Chanda’s intervention was direct and unapologetic. He argued that Parliament must judge Bill 7 on its present merits, not as a revenge instrument for past defeats.



“PF should not shoot down Bill 7 simply because the UPND shot down Bill 10 while in opposition,” he said, before grounding his argument in local accountability.

“People in my constituency would think I am insane if I shoot down any prospects of delimitation.” In one stroke, he elevated constituency interest above partisan retaliation, a move that immediately divided opinion.

Supportive reactions cluster around voters and commentators who frame Chanda as practical rather than ideological. Several comments praised him for representing Kanchibiya’s interests without apology, with one user writing that he “knows what us people of Kanchibiya sent him to do.”



Others described his position as objective, arguing that national development sometimes demands stripping off party colours. A smaller but notable group went further, projecting leadership potential and applauding what they saw as independent thinking in a climate of rigid loyalty.



The backlash, however, has been louder and emotionally charged within core PF-aligned spaces. Critics dismissed Chanda with insults, questioned his loyalty, and framed his stance as betrayal rather than analysis. Some invoked moral language, others conspiracy.


A recurring line of attack suggested he is speculating without proof, with commenters asking whether he has seen any official delimitation report. The tone reflect suspicion, not engagement with substance.



Running beneath the argument is an unresolved bitterness over Bill 10. Several users openly admit that their rejection of Bill 7 was shaped less by its clauses than by historical grievance. Others acknowledge that Bill 10 itself was derailed by a handful of contentious provisions rather than wholesale rejection.



This contrast gives weight to Chanda’s central claim that emotion, not text, is now driving the debate.

Sentiment tracking across PF-dominated platforms shows a clear split. Supportive reactions are steady but measured, driven by constituency logic and institutional reasoning. Opposition is louder, more visceral, and rooted in party identity and memory. Neutral voices, though fewer, consistently call for clause-based evaluation rather than symbolic politics.



The dominant emotional drivers are loyalty, resentment, fear of betrayal, and expectations of tangible development outcomes.

Politically, the episode matters because it surfaces a deeper question: how opposition parties legislate when power shifts. Chanda’s remarks have forced PF into an uncomfortable mirror. One faction views Parliament as a place to correct structural issues regardless of who propose them. Another views it as a battlefield where symmetry and payback define principle. Bill 7 has become the trigger, but the argument is about posture, not paper.

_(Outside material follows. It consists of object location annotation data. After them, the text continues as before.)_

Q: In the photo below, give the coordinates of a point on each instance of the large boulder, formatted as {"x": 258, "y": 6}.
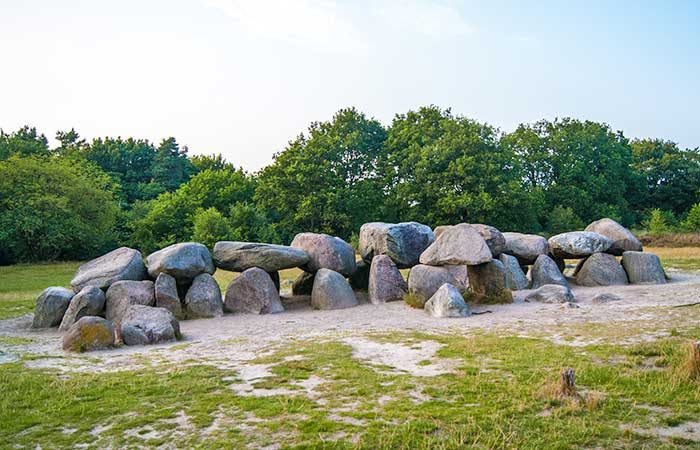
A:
{"x": 326, "y": 252}
{"x": 447, "y": 302}
{"x": 601, "y": 269}
{"x": 525, "y": 247}
{"x": 90, "y": 301}
{"x": 515, "y": 277}
{"x": 551, "y": 293}
{"x": 488, "y": 283}
{"x": 332, "y": 291}
{"x": 144, "y": 325}
{"x": 424, "y": 281}
{"x": 183, "y": 261}
{"x": 385, "y": 281}
{"x": 458, "y": 245}
{"x": 578, "y": 244}
{"x": 253, "y": 292}
{"x": 643, "y": 268}
{"x": 203, "y": 298}
{"x": 303, "y": 284}
{"x": 402, "y": 242}
{"x": 240, "y": 256}
{"x": 50, "y": 307}
{"x": 167, "y": 295}
{"x": 89, "y": 333}
{"x": 123, "y": 294}
{"x": 545, "y": 271}
{"x": 622, "y": 239}
{"x": 121, "y": 264}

For now, Sunday Chanda occupies an uneasy space in PF’s internal narrative. To some, he is a legislator speaking to voters rather than slogans. To others, he is a defector in waiting.



Whatever interpretation prevails will depend less on social media outrage and more on what unfolds on the floor of the House. In that sense, the real verdict is still pending.

© The People’s Brief | Gathering —Goran Handya; Drafting —Ollus R. Ndomu; Fact-checking —Francine Lilu

3 COMMENTS

  1. I think Sunday Chanda is a very intelligent and honest politician. Chanda is also courageous. He’s developmental minded and standout from the majority of PF MP’s. Indeed he is an asset and not a liability in politics. Such people should be given another chance to represent their constituencies.

  2. Well said. He is answerable to the people who voted for him not the party. He understands what he could have achieved for his constituency if it was about half its current size. He is the envy of many colleagues both in government and in opposition. He is focused and didn’t go to parliament to play games. A true leader and great asset to the nation.